Departing in his teens for a China on the eve of tumult and returning to Singapore via the United States only at the age of 40, Ho Chee Lick’s paintings of tropical trees marked a homecoming not only of himself, but also of his practice. In 2003-2005, about 15 years after his return, Ho moved from idyllic rediscoveries of Singaporean scenes towards the tropical trees he saw on his daily journeys, producing an inspired series of arboreal paintings that are raw and direct in application yet also lyrical and dreamlike.
Instead of being a subject for naturalistic study or a component of a picturesque landscape, Ho’s trees are emblems of the soil and land they are rooted in, metaphors for his own uprooted and re-rooted life. Through the resolution of formalistic difficulties in depicting local trees (which are distinct from the architectural quality of German firs and the writhing forcefulness of northern Chinese pines), Ho comes to terms not only with the particularities of Singapore’s trees and his own life trajectory, like fallen leaves gathering at the roots.

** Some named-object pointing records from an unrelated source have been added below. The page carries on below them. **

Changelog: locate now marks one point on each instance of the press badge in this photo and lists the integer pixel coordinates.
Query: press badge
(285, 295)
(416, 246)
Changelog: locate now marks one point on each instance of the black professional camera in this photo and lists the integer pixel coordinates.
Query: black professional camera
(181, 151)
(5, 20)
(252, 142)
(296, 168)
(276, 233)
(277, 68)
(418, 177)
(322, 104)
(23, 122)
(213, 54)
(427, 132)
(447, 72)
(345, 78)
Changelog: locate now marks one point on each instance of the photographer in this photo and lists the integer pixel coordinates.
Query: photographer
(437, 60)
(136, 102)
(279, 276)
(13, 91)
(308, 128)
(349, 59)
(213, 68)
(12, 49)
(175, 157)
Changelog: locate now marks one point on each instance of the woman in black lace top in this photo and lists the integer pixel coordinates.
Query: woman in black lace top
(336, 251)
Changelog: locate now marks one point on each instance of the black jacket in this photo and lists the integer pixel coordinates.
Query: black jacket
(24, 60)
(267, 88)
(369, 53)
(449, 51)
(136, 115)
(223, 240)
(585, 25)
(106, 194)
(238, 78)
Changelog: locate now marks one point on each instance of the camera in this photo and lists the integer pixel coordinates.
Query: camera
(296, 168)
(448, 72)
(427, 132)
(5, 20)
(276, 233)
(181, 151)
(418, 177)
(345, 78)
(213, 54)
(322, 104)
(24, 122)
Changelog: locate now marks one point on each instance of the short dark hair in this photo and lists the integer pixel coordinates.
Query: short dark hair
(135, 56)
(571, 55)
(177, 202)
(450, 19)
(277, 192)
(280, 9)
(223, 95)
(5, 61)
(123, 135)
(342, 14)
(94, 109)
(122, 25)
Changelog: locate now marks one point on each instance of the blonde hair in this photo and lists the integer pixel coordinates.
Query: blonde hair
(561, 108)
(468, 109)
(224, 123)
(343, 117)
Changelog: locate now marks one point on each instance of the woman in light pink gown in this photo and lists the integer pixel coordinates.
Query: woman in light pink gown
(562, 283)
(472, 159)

Ho Chee Lick (b.1950) received his art education from Chen Wen Hsi and Chen Chong Swee while still a student at the Chinese High School. A prodigious painter, his early works were technically remarkable exercises in contemporary modernist styles, enthusiastically received by his mentors and peers. Ho left for China in 1967, aged 17, and returned 23 years later with a heightened sensitivity to the act and process of painting. In 2003-2005, after a period rediscovering Singapore as a subject through Pulau Ubin, Ho began on a series of expressive trees that prefigured later experimentations with paint application techniques. Though also proficient in ink and oils, Ho’s oeuvre is distinguished by his crayon and graphite sketches, which reveals an artist with a deep humanistic eye, preferring to sacrifice an emphasis on form to capture the beauty of mundanity and everyday life.